Iolando Lourenço e Luciano Nascimento - Repórteres da Agência Brasil

Defesa de Dilma Rousseff pede para entregar alegações finais sexta-feira  Imagem TV Brasil

A defesa da presidenta afastada Dilma Rousseff apresentou hoje (26) pedido para prorrogar por dois dias o prazo para a entrega das alegações finais à Comissão do Impeachment do Senado. O prazo termina amanhã (27), mas os advogados querem entregar os documentos até a próxima sexta-feira (29) .

No pedido, os advogados José Eduardo Cardozo, Breno Bergson e Renato Franco argumentam que o amplo direito de defesa de Dilma foi prejudicado devido ao fato de a página do Senado que hospeda os documentos do processo na internet ter ficado fora do ar sábado (23) e domingo (24), só voltando a funcionar às 6h de ontem (25). Segundo a defesa, isso causou "prejuízo no acesso a documentos imprescindíveis para análise e confecção das alegações finais".

Pelo procedimento, Dilma teria 15 dias para apresentar as alegações finais, mas a defesa pede que, nesse caso, seja usado, por analogia, o que prevê o novo Código de Processo Civil, segundo o qual "suspende-se o curso do prazo por obstáculo criado em detrimento da parte", devendo o prazo ser "restituído ao que faltava para a sua complementação".

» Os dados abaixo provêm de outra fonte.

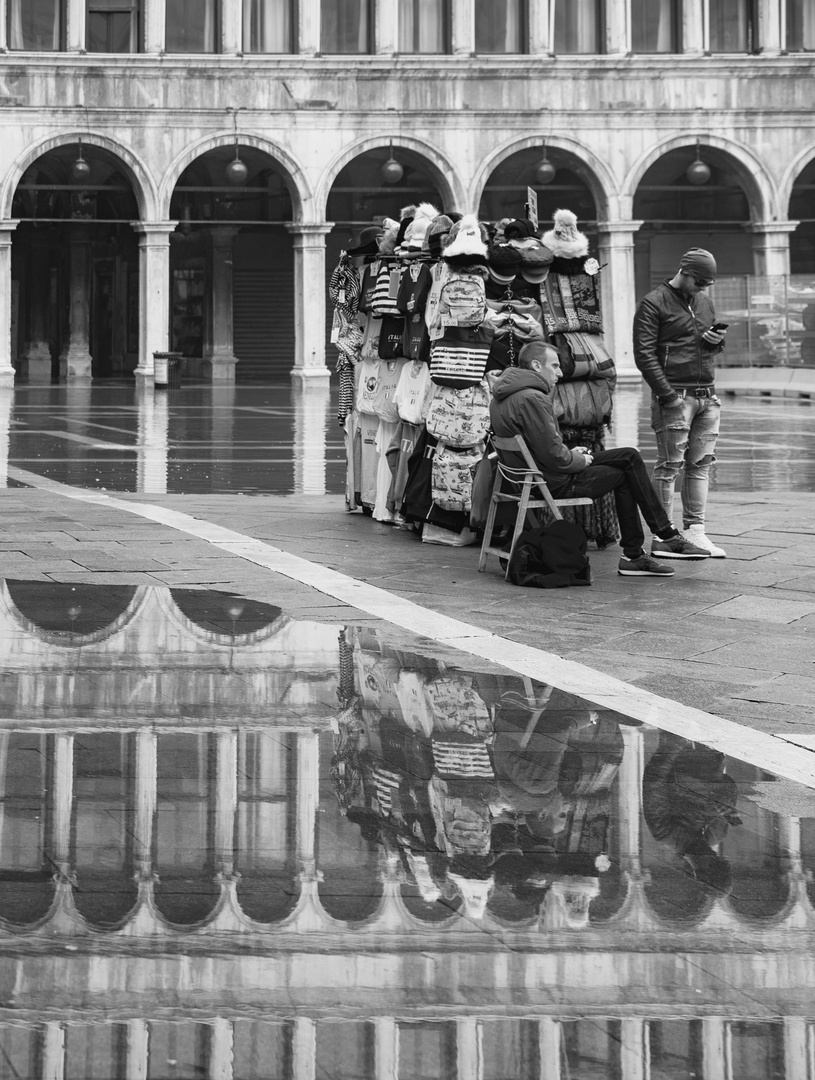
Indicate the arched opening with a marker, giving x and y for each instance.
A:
(231, 266)
(75, 266)
(678, 214)
(568, 185)
(361, 196)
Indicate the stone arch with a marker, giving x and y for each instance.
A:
(439, 166)
(290, 169)
(791, 174)
(599, 178)
(144, 186)
(760, 189)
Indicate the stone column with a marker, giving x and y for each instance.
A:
(542, 28)
(548, 1042)
(75, 29)
(304, 1050)
(617, 28)
(469, 1055)
(153, 295)
(771, 247)
(63, 805)
(634, 1049)
(221, 1050)
(53, 1051)
(308, 28)
(231, 29)
(615, 243)
(137, 1050)
(155, 26)
(311, 409)
(75, 360)
(715, 1049)
(38, 348)
(219, 359)
(462, 17)
(385, 1049)
(310, 332)
(386, 28)
(226, 802)
(771, 27)
(7, 368)
(694, 27)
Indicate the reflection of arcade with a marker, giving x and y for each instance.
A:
(187, 886)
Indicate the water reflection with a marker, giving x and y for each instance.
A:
(233, 845)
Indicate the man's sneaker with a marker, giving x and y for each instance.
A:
(695, 535)
(643, 567)
(677, 548)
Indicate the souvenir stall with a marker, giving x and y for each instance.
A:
(426, 310)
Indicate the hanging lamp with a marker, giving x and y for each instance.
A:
(545, 172)
(697, 173)
(80, 169)
(392, 171)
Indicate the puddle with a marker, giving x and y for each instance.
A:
(238, 845)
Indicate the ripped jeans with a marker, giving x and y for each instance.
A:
(686, 443)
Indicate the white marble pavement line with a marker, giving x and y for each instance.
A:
(766, 751)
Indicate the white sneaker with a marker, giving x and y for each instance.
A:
(695, 535)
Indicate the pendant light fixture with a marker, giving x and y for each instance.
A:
(545, 172)
(392, 171)
(80, 169)
(236, 171)
(697, 173)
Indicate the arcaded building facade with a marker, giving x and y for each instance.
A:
(182, 176)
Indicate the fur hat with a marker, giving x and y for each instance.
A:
(467, 242)
(436, 235)
(565, 240)
(418, 228)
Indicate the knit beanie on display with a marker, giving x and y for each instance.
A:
(565, 240)
(700, 262)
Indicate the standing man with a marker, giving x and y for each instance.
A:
(521, 405)
(676, 339)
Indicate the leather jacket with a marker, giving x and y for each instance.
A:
(667, 340)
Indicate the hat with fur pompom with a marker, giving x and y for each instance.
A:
(565, 240)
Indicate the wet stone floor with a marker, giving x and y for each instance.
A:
(241, 846)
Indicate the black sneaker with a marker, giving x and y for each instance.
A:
(677, 548)
(643, 567)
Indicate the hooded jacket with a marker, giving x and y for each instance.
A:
(521, 405)
(667, 340)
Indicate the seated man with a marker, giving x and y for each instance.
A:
(521, 405)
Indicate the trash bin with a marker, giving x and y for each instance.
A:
(167, 370)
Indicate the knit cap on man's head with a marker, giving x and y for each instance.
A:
(700, 262)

A petição será analisada pelo presidente da comissão, senador Raimundo Lira (PMDB-PB). Lira vai conversar com o relator do processo, Antonio Anastasia (PSDB-MG), para se posicionar a respeito.

Mesmo com o pedido de adiamento, a assessoria de imprensa da presidenta afastada informou à Agência Brasil que a defesa trabalha para entregar os documentos até o final da tarde desta quarta-feira (27), por ainda não saber se a prorrogação será concedida.

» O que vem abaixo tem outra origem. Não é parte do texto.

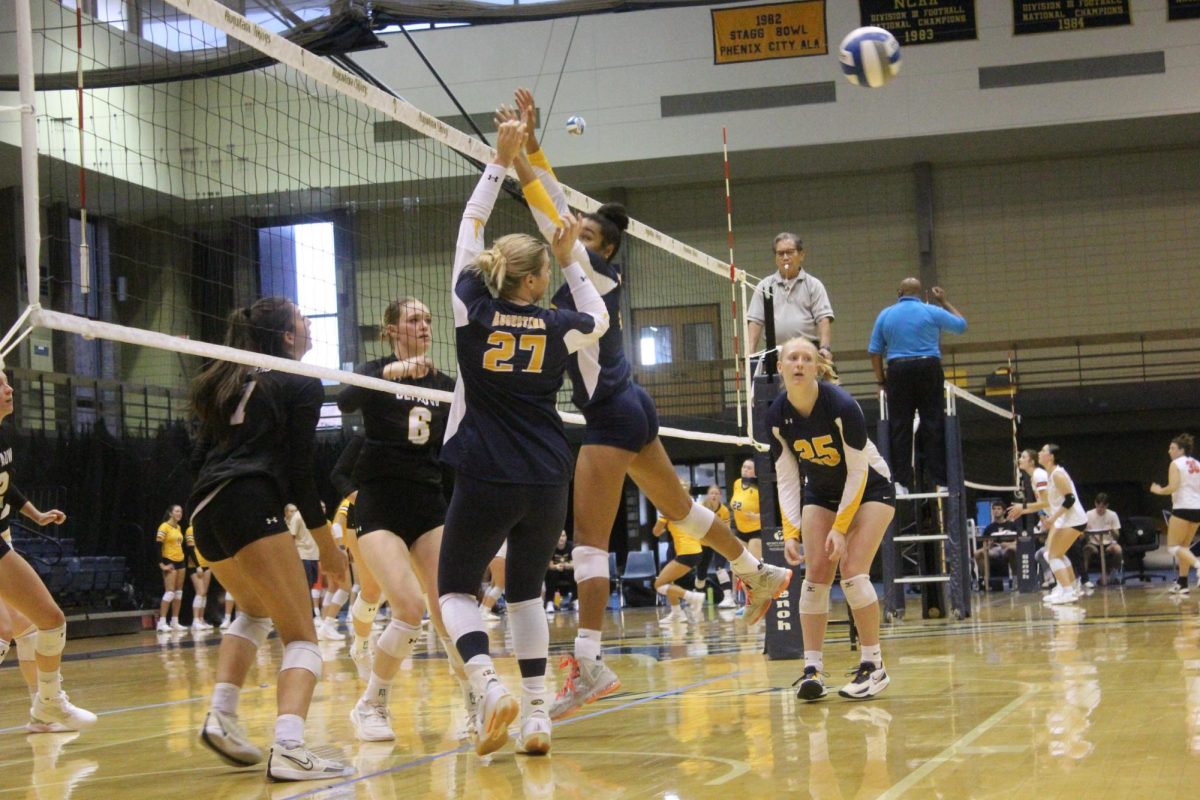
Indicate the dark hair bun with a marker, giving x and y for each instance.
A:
(616, 214)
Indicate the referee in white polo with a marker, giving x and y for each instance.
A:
(907, 336)
(801, 301)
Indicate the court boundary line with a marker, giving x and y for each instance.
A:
(905, 783)
(466, 747)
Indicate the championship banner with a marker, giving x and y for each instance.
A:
(1049, 16)
(780, 30)
(1182, 10)
(929, 22)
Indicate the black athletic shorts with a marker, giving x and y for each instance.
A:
(627, 420)
(1187, 515)
(311, 571)
(876, 492)
(243, 511)
(405, 507)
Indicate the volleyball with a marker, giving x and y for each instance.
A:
(870, 56)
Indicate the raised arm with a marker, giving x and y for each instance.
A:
(479, 206)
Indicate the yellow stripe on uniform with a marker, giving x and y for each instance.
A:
(540, 161)
(539, 199)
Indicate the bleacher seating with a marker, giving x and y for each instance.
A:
(87, 581)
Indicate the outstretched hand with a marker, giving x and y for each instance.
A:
(509, 140)
(565, 235)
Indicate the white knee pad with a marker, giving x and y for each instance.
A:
(27, 644)
(52, 641)
(397, 639)
(303, 655)
(697, 522)
(815, 597)
(252, 629)
(859, 591)
(363, 611)
(589, 563)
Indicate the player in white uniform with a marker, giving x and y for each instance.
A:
(1183, 486)
(1066, 522)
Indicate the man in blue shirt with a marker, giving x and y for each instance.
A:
(907, 336)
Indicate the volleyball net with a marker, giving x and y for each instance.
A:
(198, 161)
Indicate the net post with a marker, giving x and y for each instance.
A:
(893, 591)
(959, 555)
(30, 191)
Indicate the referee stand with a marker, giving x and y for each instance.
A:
(929, 533)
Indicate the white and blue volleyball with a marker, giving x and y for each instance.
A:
(870, 56)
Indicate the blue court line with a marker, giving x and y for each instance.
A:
(426, 759)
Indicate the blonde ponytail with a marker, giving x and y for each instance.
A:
(508, 262)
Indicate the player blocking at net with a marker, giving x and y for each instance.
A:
(505, 441)
(837, 489)
(621, 438)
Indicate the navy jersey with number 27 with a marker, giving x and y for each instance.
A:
(504, 426)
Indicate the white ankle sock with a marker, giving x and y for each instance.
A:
(289, 729)
(225, 698)
(744, 564)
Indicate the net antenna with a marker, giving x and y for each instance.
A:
(289, 166)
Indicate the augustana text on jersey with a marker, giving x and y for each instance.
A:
(517, 320)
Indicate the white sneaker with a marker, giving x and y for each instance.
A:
(496, 710)
(869, 680)
(223, 735)
(1067, 596)
(58, 715)
(327, 631)
(676, 615)
(767, 583)
(360, 654)
(534, 735)
(299, 763)
(586, 681)
(372, 721)
(1054, 594)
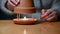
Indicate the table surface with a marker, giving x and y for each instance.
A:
(8, 27)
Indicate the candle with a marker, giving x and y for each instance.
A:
(25, 20)
(24, 31)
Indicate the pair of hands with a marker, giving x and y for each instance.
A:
(49, 14)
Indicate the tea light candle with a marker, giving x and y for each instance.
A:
(25, 18)
(24, 31)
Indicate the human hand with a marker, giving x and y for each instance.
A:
(49, 15)
(13, 2)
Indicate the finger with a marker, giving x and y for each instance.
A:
(14, 2)
(52, 14)
(17, 0)
(46, 13)
(10, 3)
(43, 11)
(51, 18)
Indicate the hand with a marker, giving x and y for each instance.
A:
(13, 2)
(49, 15)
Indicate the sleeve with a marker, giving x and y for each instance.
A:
(56, 6)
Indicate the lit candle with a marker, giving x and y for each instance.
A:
(25, 18)
(24, 31)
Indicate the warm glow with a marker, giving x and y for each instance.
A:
(25, 18)
(24, 31)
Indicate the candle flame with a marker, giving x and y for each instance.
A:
(24, 31)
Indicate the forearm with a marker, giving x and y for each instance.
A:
(56, 6)
(10, 7)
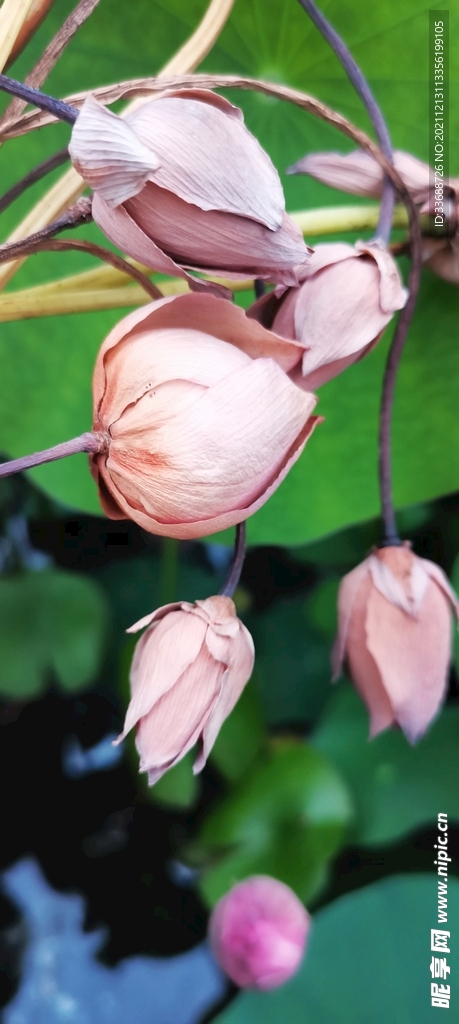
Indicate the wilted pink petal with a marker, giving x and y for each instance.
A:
(118, 165)
(347, 296)
(199, 433)
(394, 636)
(156, 667)
(189, 670)
(258, 932)
(359, 173)
(182, 183)
(165, 123)
(165, 231)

Após a entrega das alegações, a documentação será encaminhada a Anastasia, que terá cinco dias para apresentar parecer sobre a acusação. O relatório será votado pela comissão, por maioria simples - metade mais um dos senadores presentes à sessão. Em seguida, haverá votação igual no plenário da Casa, sob o comando do presidente do Supremo Tribunal Federal (STF), Ricardo Lewandowski, encerrando, assim, a fase de pronúncia do impeachment.